And here is how it was done . . .
link
I started with 2 inch polystyrene sheets (blue in the photos), with straight vertical cuts.
I then used a foam cutter and box cutter to give it more texture and ridges.
After that, I put each blue piece over a sheet of 1/2 inch pink polystyrene (also visible in the photos), and traced the outline of each blue piece.
With a box cutter, I cut the pink board to about an inch outside of the traced outline.
I then contoured the pink pieces to about a 45 degree angle, again using the foam cutter.
After that, I placed glued the pink and blue pieces together.
I then bought a small 1/4 inch mdf board (24" x 36" piece).
The combined polystyrene sets were then placed over the 1/4 inch mdf and outlines were drawn (from an inch to a couple of inches, in curved irregular patterns).
The mdf was then cut with a jig saw, the edges were slightly beveled with a box cutter and then sanded.
The polystyrene sets were then glued to the mdf.

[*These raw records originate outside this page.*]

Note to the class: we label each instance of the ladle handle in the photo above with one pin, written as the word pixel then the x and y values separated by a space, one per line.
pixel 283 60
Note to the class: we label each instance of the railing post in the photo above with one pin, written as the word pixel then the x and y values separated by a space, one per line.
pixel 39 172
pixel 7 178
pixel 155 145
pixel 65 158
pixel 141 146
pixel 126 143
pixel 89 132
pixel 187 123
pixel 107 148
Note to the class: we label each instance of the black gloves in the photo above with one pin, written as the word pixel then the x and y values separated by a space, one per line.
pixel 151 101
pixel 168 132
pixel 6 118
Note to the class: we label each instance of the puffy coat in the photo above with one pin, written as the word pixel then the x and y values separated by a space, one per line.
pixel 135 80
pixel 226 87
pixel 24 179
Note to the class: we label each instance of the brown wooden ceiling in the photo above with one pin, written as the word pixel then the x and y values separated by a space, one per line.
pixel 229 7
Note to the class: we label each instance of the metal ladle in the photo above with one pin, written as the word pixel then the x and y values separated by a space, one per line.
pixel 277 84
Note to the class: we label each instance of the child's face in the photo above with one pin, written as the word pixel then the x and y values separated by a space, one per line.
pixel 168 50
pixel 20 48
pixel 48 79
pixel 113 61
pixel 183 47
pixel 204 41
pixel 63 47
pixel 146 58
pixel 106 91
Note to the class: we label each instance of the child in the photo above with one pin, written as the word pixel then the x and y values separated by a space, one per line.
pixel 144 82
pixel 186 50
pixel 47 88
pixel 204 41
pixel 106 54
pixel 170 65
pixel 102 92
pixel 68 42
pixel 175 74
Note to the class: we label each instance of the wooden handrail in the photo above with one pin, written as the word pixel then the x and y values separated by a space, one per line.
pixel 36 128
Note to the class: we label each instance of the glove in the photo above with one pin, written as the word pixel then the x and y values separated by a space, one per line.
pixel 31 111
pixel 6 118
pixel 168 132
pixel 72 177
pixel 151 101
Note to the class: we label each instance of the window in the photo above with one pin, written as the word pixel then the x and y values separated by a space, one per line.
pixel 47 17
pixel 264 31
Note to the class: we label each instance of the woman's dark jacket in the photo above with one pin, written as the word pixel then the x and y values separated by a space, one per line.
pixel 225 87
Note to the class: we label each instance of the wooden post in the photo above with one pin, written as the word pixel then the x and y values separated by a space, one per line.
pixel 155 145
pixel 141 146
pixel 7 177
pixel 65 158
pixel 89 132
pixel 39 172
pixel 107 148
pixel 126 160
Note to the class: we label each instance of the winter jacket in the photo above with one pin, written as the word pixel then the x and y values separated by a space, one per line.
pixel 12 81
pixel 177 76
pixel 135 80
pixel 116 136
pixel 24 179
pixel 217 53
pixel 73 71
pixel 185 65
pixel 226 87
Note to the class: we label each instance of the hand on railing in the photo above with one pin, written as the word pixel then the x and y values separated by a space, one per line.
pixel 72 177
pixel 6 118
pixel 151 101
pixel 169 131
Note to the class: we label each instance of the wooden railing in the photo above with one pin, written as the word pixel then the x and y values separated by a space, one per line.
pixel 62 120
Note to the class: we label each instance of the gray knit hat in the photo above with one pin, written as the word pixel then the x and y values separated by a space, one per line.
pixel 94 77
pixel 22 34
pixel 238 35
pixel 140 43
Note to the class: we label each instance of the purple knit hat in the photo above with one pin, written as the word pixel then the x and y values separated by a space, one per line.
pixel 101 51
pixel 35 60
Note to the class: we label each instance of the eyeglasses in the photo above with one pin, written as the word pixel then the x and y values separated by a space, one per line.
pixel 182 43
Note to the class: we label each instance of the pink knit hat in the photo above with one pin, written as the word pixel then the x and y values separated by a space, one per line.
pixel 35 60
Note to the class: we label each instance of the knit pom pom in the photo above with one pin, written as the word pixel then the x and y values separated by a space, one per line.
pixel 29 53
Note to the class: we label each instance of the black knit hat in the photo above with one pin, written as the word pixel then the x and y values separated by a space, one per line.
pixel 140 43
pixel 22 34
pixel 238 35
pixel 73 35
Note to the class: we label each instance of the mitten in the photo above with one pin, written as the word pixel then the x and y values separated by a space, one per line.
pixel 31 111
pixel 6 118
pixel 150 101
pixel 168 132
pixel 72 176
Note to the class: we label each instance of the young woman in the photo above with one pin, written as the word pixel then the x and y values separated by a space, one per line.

Spaces were filled using wood putty. Then they were slightly sanded. The flat tops were then brushed with two or three layers of wood glue as reinforcement.
Add rocks and sand to taste. A light brush of diluted wood putty wouldn't hurt.
Brush prime it black, followed by this GW Moria color scheme, using craft paints (after much experimentation with paints with ElCid1099).
Each successive lighter shade should be drybrushed less heavily than the previous shade. The initial base shade should also be heavily drybrushed (not wet-painted on as a solid base):
* Americana Deep Midnight Blue DA166 (yes blue – trust me)
* Anita's Charcoal 11086
* Americana Slate Grey DA68
* Folk Art Basil Green 645
Blue First – Americana Deep Midnight Blue DA166 (lightened with a couple of drops of slate grey – you are aiming for something similar to GW Shadow Grey)
Anita's Charcoal 11086 (lightened with a drop of Slate Grey)
Americana Slate Grey DA68
Folk Art Basil Green 645 (lightened with about 30% Sand/Sable from below – again this should look similar to GW Rotting Flesh – use very sparingly – a very light drybrush is all that is needed)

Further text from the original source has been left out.